Method invocation READ TIME OUT after many previous succesful invocations

Hi, I have problem with following error:

error during JRMP connection establishment; nested exception is:

java.net.SocketTimeoutException: Read timed out

java.rmi.ConnectIOException: error during JRMP connection establishment; nested exception is:

java.net.SocketTimeoutException: Read timed out

at sun.rmi.transport.tcp.TCPChannel.createConnection(Unknown Source)

at sun.rmi.transport.tcp.TCPChannel.newConnection(Unknown Source)

at sun.rmi.server.UnicastRef.invoke(Unknown Source)

at cz.i2s.heri.Heri_Stub.getPages(Heri_Stub.java:85)

at cz.i2s.task.discovery.SourceDiscovery.work(SourceDiscovery.java:678)

at cz.i2s.task.AbstractTask.run(AbstractTask.java:169)

at cz.i2s.daemon.RunningTask$1.run(RunningTask.java:49)

at java.lang.Thread.run(Unknown Source)

Caused by: java.net.SocketTimeoutException: Read timed out

at java.net.SocketInputStream.socketRead0(Native Method)

at java.net.SocketInputStream.read(Unknown Source)

at java.io.BufferedInputStream.fill(Unknown Source)

at java.io.BufferedInputStream.read(Unknown Source)

at java.io.DataInputStream.readByte(Unknown Source)

... 8 more

It occurs unpredictably after a long run (days) of our application. We call on the server some "get" method in the cycle and this fails. Then on application ending a clean up method is invoked on the server and the invocation is fine again although the previous error. So I tried to retry the problematic "get" method call if this error occurred but it fails too and again, following finalization connect the server without the problem.

According the log, the server side is not contacted and there is no synchronization which could prolonged tre response.

I was searching the archives and I have found only this http://forum.java.sun.com/thread.jspa?threadID=718211&messageID=4148111

relevant but there is no helping response.

Does anybody know what can cause strange behavior like this or have some hint what to do?
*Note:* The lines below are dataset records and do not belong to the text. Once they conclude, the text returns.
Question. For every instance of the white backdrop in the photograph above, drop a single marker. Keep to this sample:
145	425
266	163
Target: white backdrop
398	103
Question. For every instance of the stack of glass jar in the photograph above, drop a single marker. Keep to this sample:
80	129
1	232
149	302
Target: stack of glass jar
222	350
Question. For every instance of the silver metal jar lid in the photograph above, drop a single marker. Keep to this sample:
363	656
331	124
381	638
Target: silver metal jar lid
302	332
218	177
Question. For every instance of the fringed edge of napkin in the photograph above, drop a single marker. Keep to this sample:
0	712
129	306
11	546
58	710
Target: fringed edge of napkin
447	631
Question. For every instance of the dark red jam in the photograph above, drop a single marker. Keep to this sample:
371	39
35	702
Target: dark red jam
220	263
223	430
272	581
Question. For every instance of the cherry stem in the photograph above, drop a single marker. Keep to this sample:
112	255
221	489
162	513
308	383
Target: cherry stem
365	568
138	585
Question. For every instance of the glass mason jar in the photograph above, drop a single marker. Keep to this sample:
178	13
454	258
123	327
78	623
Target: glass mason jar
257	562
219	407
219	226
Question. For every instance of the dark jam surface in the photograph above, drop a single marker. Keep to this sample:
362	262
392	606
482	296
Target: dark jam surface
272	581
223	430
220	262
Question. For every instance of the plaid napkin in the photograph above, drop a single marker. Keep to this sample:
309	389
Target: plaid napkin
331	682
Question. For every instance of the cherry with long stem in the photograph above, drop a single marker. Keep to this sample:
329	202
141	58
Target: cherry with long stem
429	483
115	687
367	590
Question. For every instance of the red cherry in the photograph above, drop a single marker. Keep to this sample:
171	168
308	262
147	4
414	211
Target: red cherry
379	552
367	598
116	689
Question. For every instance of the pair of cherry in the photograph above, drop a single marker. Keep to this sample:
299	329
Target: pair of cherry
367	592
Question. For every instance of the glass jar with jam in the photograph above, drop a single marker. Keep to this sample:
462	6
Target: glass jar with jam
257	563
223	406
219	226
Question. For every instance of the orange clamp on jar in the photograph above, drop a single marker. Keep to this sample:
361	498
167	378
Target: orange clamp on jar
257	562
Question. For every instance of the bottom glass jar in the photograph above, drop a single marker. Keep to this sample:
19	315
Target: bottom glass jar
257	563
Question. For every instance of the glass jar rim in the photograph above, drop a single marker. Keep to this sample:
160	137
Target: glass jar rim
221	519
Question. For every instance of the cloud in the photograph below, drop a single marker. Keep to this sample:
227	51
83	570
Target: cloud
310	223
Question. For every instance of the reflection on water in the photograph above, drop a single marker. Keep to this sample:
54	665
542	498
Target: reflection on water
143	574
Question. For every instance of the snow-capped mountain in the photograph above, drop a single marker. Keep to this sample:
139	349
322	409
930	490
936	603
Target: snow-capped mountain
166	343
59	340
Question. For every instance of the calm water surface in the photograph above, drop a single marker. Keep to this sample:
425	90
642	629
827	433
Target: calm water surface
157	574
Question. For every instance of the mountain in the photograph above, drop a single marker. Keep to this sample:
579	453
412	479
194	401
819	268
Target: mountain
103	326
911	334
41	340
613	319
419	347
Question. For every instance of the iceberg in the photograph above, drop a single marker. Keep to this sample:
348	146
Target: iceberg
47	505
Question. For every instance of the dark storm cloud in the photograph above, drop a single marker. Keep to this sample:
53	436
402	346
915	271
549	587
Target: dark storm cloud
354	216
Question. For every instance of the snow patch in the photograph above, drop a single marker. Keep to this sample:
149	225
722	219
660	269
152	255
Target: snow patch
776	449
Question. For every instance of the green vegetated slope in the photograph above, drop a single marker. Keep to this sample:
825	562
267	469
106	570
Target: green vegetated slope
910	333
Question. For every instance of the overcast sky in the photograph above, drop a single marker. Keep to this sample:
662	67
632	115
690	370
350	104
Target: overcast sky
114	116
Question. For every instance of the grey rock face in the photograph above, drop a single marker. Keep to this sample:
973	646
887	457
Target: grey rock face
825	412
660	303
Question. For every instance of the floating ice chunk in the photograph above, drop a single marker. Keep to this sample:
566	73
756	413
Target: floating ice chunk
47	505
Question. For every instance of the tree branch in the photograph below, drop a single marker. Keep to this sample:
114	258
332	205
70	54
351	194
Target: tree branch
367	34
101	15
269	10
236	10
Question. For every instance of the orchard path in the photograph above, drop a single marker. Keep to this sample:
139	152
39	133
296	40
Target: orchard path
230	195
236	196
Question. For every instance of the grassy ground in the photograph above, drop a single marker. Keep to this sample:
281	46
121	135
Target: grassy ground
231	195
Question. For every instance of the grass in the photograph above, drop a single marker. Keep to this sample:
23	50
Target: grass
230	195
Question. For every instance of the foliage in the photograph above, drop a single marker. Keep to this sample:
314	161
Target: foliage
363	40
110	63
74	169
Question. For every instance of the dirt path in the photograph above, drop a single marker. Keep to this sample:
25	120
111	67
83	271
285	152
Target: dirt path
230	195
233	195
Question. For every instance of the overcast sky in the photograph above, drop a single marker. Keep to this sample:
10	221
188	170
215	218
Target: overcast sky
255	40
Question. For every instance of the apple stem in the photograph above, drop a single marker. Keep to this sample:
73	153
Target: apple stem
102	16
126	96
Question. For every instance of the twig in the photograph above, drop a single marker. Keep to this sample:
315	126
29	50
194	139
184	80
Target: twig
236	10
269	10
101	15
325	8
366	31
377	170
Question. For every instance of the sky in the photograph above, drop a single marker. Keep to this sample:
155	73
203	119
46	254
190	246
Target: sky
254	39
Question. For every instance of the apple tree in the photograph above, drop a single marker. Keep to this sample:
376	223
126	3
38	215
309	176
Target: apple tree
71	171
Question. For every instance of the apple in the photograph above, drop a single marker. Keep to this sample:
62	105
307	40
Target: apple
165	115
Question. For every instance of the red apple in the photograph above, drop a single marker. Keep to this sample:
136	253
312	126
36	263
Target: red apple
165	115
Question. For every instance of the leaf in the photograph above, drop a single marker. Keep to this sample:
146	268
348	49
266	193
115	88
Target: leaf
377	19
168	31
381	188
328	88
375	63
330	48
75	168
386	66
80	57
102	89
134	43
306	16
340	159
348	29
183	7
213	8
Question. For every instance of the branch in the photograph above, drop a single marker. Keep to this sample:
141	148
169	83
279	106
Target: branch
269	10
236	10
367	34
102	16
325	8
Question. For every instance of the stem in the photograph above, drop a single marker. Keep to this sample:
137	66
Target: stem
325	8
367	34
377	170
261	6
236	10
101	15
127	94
[2067 byte] By [_sherpa_a] at [2007-11-26 19:56:49]
# 1
I sure hope you are not cleaning anything up during finalization... Yea, that would be unpredictable.Is your client trying to hold open a 'connection' to the server? or do you establish a new one when you want to communicate?
_dnoyeBa at 2007-7-9 22:51:11 > top of Java-index,Core,Core APIs...
# 2
We are not using any finalize blocks so this is not that case.And I'm not sure how it's with connection reusing - we are using the simple RMI pattern only - we are not trying to modify somehow the default RMI connection handling.
_sherpa_a at 2007-7-9 22:51:11 > top of Java-index,Core,Core APIs...
# 3
there is no RMI pattern.When are you obtaining the reference to the server? just once during lifetime of the client? or every time before you are ready to use it?
_dnoyeBa at 2007-7-9 22:51:11 > top of Java-index,Core,Core APIs...
# 4

The reference is obtained only once at the beginning. To be more precise, the code looks like this:

server = (MyServer) Naming.lookup("rmi://" + host + "/" + SOME_NAME);

...

try {

while (true) {

Data data;

try {

data = server.getData();//once after longer time, this fails with described exception

} catch (RemoteException e) {

Thread.sleep(1000*5);

data = server.getData(); //then, this fails too with the same ex.

}

if (data == null && !server.isRunning()) {

break;

}

}

} catch (RemoteException e) {

//

}

Info info = server.finish(); //but this is fine! The connection to server is successful and I did nothing else before this call

_sherpa_a at 2007-7-9 22:51:11 > top of Java-index,Core,Core APIs...
# 5

If it were me, unless there is a reason, I would not hold the server reference that long. I would simply re-get it each time I am ready to use it. Store it for perhaps 5 minutes max, and dump it if it takes longer than that.

its possible the connection has been broken during your wait for one reason or another. The connection should not break, but it certainly can. Try turning on some of the debugging features and see if you can tell when the connection is dropped.

Note: The server will drop the connection if there is no activity on it for 10 minutes. But this is not your responsibility to renew. The RMI architecture automatically renews the lease every 5 minutes by default, so it should not drop. but if something happens and the client can not, then you will get this error.

you can increase the property java.rmi.dgc.leaseValue to something beyond 10 minutes. But that is a workaround and like I said i would just recreate the connection.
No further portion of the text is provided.